Which correct file? src is still the wrong one after calling d_real.
We need to clone-open src, just like we do in ovl_read_iter to get the
correct file. But then what's the use of copying it up beforehand?

We could move the whole logic into the vfs, but I don't really see the point.
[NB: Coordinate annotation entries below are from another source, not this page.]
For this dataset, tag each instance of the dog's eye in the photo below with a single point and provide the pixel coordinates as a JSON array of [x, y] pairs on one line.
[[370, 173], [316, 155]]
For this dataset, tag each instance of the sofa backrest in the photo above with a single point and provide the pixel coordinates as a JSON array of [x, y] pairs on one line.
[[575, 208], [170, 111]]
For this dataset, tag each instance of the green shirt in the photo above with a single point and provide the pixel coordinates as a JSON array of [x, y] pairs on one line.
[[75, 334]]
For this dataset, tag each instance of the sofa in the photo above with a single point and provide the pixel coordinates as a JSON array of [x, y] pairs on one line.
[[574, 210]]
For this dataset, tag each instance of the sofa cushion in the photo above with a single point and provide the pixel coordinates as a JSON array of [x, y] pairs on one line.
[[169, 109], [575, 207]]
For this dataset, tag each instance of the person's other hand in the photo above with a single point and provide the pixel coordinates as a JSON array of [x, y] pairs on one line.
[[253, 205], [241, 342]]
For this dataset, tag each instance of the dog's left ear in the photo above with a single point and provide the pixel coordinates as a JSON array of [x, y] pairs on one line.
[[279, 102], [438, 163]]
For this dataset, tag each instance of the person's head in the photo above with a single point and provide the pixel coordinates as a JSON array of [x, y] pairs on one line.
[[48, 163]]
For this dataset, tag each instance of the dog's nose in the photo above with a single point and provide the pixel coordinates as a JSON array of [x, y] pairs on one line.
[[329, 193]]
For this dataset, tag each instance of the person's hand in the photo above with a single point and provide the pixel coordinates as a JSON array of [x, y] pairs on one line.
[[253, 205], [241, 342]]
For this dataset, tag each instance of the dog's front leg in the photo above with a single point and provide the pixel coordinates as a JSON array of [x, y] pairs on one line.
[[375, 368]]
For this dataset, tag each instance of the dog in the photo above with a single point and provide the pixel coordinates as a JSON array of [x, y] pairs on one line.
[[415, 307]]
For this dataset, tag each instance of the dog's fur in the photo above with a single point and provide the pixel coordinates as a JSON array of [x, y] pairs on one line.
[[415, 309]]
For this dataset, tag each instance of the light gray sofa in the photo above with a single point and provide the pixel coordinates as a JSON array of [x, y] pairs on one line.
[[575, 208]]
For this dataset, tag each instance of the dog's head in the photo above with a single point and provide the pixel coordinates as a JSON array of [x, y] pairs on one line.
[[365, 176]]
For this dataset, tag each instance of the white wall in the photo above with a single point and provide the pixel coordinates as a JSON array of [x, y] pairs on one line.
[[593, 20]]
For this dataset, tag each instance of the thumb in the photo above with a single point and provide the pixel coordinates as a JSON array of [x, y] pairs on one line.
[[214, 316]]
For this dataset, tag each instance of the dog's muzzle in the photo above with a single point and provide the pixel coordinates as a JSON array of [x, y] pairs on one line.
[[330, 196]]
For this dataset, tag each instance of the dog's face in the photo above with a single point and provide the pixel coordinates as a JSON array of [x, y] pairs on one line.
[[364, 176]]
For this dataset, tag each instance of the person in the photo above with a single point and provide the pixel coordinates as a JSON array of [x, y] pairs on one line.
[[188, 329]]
I left these ops alone because there is some confusion in there about
getting the f_op from the source or the destination file. And while
it doesn't matter normally (all regular files have the same f_op,
regardless of open flags) it does matter for overlayfs intercept,
because overriding fops in the the dest file would mean additional
complexity and resources). That could easily be fixed in the vfs:
calling src->f_ops->foo works equally well, but I simply didn't want
to bother with this. We can return to it later.

Thanks,
Miklos

2016-11-24 14:09:24

by Amir Goldstein

[permalink] [raw]
Subject: Re: [PATCH 4/7] ovl: add infrastructure for intercepting file ops

On Thu, Nov 24, 2016 at 3:51 PM, Miklos Szeredi <[email protected]> wrote:
> On Thu, Nov 24, 2016 at 2:12 PM, Amir Goldstein <[email protected]> wrote:
>> On Thu, Nov 24, 2016 at 2:03 PM, Miklos Szeredi <[email protected]> wrote:
>>> On Thu, Nov 24, 2016 at 12:52 PM, Amir Goldstein <[email protected]> wrote:
>>>> On Thu, Nov 24, 2016 at 12:55 PM, Miklos Szeredi <[email protected]> wrote:
>>>
>>>>> + /*
>>>>> + * These should be intercepted, but they are very unlikely to be
>>>>> + * a problem in practice. Leave them alone for now.
>>>>
>>>> It could also be handled in vfs helpers.
>>>> Since these ops all start with establishing that src and dest are on
>>>> the same sb,
>>>> then the cost of copy up of src is the cost of clone_file_range from
>>>> lower to upper,
>>>> so it is probably worth to copy up src and leave those fops alone.
>>>>
>>>>> + */
>>>>> + ofop->fops.copy_file_range = orig->copy_file_range;
>>>>> + ofop->fops.clone_file_range = orig->clone_file_range;
>>>>> + ofop->fops.dedupe_file_range = orig->dedupe_file_range;
>>>
>>> Not sure I understand. Why should we copy up src? Copy up is the
>>> problem not the solution.
>>>
>>
>> Maybe the idea is ill conceived, but the reasoning is:
>> To avoid the corner case of cloning from a stale lower src,
>> call d_real() in vfs helpers to always copy up src before cloning from it
>> and pass the correct file onwards.
>
> Which correct file? src is still the wrong one after calling d_real.
> We need to clone-open src, just like we do in ovl_read_iter to get the
> correct file. But then what's the use of copying it up beforehand?
>
> We could move the whole logic into the vfs, but I don't really see the point.
>
> I left these ops alone because there is some confusion in there about
> getting the f_op from the source or the destination file.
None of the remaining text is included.